モンタージュされた風景に、通奏低音のような狂気のノイズを奏でるピアニストが加わる。
実際このピアニスト(Sévrine Chavrier)は目を見張るものがあって、演技と音楽を完全にものにしている。
ピアノを壊す勢いで長い長い弦を木片で弾いたり、うめきながら至るところを叩く狂乱の最中に、ほんの一節、鍵盤が高音域で奏でる小さく遠いメロディが、泣きたいくらい綺麗だった。
”世界が別の様相を帯びていた時へのノスタルジー”(Heiner Müller)とはこのことだと思う。

この人はピアノがない時でも、後ろの方に出てきてシャベルで土を掘ったりしていたが、高度に計算されたリズムで、素晴らしい生の効果音を生み出していた。

テクストを読む途切れがちな、どもった声も印象的。
感情のこもらない声で、混沌とした世界の背後から"Qui suis-je? Qui? Moi, moi, moi ..."などと響いてくる。

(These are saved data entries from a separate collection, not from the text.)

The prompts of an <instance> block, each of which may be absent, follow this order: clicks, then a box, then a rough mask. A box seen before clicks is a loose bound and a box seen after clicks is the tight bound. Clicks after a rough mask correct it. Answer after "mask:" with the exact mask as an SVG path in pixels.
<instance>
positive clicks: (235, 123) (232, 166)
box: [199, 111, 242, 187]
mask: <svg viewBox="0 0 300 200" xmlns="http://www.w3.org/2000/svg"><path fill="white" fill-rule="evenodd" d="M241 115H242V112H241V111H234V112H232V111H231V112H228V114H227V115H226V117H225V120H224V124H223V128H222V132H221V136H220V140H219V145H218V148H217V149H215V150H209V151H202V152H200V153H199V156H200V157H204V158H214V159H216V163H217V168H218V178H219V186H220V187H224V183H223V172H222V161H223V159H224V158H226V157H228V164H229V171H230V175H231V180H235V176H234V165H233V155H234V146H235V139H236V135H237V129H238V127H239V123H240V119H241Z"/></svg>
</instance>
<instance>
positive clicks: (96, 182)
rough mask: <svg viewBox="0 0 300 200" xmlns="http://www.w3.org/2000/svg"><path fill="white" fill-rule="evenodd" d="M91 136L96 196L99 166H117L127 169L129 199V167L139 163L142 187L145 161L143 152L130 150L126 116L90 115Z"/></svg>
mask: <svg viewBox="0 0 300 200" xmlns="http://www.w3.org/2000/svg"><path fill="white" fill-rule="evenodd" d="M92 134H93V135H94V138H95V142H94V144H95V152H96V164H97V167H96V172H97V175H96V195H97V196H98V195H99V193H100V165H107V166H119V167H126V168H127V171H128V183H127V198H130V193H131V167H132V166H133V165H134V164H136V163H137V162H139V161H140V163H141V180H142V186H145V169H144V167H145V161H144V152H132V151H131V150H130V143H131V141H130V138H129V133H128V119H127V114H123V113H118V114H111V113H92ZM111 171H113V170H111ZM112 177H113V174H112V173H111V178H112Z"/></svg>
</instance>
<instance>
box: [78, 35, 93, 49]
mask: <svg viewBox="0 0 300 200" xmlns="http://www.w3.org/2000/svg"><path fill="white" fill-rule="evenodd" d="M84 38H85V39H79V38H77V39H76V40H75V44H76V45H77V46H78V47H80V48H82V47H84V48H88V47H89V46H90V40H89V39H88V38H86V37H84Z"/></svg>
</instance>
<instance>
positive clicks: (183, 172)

あるいは、"Nous sommes incapables de représenter"という明言が、観客がまさにそう感じた瞬間に、すっと降ってきたりする。
世界はもう、断片化されたノスタルジーという形でしか再現されえないのか。
現実はすでに、フィクションの領域を超えてしまったのだ・・・

パンフレットを読むと、またしてもapocalypseの文字。
どうやら今期、フランスの劇場は”起きてしまった悲劇”を再現することの不可能性や、その意義について模索しているようである。